抗体価は低い場合は、風疹ワクチン接種を推奨いたします。 (詳細は別項へ)
※風疹ワクチン接種後は2か月間避妊が必要になります。
5 抗精子抗体検査
性交渉などが契機となり、精子に対する抗体が産生されることがあります。
抗精子抗体が陽性となる場合、精子が子宮、卵管と泳いていく過程で不動化されてしまい、
妊娠率が低下してしまいます。
抗体陽性の場合: 妊娠率は低下しますが、一般不妊治療でも結果が出る方は沢山います。

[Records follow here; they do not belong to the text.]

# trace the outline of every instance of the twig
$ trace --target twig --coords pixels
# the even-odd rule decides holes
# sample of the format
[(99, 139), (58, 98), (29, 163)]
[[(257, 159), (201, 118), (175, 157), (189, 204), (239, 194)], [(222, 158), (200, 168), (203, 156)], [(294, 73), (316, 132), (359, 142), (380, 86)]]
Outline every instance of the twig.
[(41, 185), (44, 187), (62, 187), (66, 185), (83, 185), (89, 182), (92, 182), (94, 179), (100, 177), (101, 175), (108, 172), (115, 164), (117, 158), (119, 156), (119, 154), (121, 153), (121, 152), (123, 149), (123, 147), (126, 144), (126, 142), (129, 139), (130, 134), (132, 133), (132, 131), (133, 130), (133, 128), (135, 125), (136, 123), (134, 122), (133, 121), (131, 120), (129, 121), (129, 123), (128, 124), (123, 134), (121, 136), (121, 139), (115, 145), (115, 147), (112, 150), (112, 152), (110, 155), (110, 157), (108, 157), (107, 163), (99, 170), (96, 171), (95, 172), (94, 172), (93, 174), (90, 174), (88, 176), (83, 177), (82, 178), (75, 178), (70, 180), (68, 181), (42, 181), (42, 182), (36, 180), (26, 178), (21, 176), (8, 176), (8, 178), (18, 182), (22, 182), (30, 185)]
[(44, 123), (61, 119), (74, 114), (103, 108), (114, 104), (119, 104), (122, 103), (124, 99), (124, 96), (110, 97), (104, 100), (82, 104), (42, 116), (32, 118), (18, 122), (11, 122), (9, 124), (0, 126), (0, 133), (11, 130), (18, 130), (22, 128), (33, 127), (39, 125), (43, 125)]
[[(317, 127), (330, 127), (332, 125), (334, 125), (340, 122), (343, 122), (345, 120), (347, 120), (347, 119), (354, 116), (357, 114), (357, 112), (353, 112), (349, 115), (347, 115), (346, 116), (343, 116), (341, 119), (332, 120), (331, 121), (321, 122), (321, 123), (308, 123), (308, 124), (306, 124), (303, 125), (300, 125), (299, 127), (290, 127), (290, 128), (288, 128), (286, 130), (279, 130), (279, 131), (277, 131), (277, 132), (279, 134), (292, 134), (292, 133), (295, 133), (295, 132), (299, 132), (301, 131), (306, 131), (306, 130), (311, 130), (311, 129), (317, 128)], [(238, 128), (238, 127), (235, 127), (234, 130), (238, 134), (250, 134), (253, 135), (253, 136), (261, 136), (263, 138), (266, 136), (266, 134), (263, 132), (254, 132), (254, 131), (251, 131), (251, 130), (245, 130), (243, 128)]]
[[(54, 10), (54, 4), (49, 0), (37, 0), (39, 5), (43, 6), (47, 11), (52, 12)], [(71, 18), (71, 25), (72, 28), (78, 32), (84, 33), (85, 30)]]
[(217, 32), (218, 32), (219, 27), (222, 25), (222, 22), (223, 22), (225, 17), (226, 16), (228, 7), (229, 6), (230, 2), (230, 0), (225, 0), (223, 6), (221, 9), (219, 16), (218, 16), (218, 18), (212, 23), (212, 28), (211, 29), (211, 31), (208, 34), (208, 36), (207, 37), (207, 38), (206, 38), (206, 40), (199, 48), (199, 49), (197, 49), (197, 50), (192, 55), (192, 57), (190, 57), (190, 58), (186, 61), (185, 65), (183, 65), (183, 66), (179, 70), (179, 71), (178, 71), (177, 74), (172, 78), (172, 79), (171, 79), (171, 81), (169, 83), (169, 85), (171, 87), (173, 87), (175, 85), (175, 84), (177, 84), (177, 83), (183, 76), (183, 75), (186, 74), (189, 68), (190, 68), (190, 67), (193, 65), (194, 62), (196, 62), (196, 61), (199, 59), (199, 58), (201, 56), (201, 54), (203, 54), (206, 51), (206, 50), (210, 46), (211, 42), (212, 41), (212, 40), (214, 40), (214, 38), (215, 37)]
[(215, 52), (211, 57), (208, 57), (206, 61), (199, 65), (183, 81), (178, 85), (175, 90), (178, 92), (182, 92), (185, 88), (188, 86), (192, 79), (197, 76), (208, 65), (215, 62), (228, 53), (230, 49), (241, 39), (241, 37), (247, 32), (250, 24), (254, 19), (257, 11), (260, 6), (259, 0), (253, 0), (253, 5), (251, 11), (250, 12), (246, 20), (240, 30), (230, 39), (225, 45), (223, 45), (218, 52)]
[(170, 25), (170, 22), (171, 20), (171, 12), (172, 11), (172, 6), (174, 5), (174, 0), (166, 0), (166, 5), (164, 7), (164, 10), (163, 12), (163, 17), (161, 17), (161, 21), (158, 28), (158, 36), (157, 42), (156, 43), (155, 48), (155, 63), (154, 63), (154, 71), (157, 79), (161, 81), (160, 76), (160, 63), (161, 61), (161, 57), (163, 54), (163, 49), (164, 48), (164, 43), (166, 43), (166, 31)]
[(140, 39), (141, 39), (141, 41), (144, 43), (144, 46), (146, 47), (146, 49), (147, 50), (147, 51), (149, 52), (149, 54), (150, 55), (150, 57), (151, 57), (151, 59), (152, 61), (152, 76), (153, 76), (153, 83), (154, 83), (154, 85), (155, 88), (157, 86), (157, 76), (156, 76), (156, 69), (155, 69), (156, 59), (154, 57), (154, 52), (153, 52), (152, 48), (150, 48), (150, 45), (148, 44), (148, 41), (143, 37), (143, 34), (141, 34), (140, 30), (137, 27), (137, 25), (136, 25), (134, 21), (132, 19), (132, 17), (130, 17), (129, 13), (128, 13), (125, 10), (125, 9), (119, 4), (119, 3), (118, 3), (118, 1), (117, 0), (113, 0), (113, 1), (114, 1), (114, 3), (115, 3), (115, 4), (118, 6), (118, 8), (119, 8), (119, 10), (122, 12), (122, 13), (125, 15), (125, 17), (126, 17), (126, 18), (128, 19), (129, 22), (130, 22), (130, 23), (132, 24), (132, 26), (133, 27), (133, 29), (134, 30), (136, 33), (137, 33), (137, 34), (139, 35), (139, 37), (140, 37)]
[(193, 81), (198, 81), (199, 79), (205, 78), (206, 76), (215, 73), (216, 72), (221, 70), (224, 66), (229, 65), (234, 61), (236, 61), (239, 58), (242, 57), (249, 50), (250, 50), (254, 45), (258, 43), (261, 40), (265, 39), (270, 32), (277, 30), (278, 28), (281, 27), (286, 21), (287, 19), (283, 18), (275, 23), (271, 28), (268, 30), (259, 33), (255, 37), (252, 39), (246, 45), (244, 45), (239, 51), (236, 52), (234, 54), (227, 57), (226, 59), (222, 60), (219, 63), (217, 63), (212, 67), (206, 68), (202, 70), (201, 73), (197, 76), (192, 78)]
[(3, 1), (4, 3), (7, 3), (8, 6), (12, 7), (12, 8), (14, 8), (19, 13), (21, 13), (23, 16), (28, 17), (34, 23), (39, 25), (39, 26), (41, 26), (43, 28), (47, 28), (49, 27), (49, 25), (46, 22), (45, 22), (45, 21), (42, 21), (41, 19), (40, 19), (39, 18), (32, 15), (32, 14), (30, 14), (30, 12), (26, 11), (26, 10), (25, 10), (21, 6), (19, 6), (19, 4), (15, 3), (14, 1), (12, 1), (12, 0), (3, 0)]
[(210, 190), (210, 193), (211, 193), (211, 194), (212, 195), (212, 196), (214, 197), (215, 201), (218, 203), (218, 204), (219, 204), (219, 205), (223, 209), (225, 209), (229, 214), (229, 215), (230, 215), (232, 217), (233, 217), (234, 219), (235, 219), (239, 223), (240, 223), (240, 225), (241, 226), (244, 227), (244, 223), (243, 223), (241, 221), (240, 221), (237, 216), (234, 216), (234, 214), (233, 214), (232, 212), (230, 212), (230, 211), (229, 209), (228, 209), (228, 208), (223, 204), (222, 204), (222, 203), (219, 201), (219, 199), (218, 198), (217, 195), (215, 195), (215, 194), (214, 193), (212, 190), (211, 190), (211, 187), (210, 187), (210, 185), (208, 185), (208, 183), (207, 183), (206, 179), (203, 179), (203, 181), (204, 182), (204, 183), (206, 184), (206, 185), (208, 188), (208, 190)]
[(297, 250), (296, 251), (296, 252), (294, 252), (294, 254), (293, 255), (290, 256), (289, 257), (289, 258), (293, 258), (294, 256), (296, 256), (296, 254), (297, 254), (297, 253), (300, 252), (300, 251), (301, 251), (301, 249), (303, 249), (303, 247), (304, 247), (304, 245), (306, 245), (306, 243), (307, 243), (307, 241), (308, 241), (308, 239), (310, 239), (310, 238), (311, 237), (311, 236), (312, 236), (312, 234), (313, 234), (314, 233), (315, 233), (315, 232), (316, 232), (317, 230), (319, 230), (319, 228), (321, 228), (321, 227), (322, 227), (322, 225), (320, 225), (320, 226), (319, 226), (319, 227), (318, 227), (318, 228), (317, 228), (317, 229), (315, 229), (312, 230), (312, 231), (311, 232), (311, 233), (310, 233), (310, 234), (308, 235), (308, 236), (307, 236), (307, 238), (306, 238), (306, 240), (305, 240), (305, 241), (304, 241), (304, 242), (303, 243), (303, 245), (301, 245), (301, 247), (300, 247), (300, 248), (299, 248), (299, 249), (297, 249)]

年齢、背景を加味して、ART治療を導入するか検討しましょう。
ARTであれば、妊娠率低下には寄与しません。
6 凝固機能検査
血を固める機能についての検査です。
採卵においては針を使用するため、出血傾向がないかを確認します。
7 血液型検査
一般的な血液型かを確認します。
血液型不適合妊娠等を事前に察知するために必要な検査です。
8 微量元素検査
妊娠率、妊娠継続率に関与すると報告されているビタミンD、亜鉛、葉酸の数値を確認します。
不足があればサプリメントで補充を行いましょう。
※抗ミュラー管ホルモン検査(AMH)
AMHは卵巣機能を推定する採血検査です。
早めに検査を希望される方もいらっしゃいますが、
保険ART治療を考慮されている女性は、保険適応検査として実施可能なため、
保険診療開始後に女性ホルモン採血検査とともにと行うようにしております。
卵管造影検査
卵管閉塞がないかなどを確認する検査です。
一般不妊治療(タイミング、人工授精)では卵管機能が重要になりますので、
基本検査として行うことが多いですが、
ART治療の場合、卵管状況は治療成績には関与しないと考えられていますので
行いません。
痛みが出る検査のため、どうしても行いたくない場合やなどには
スキップすることも可能ですので、担当医にご相談下さい。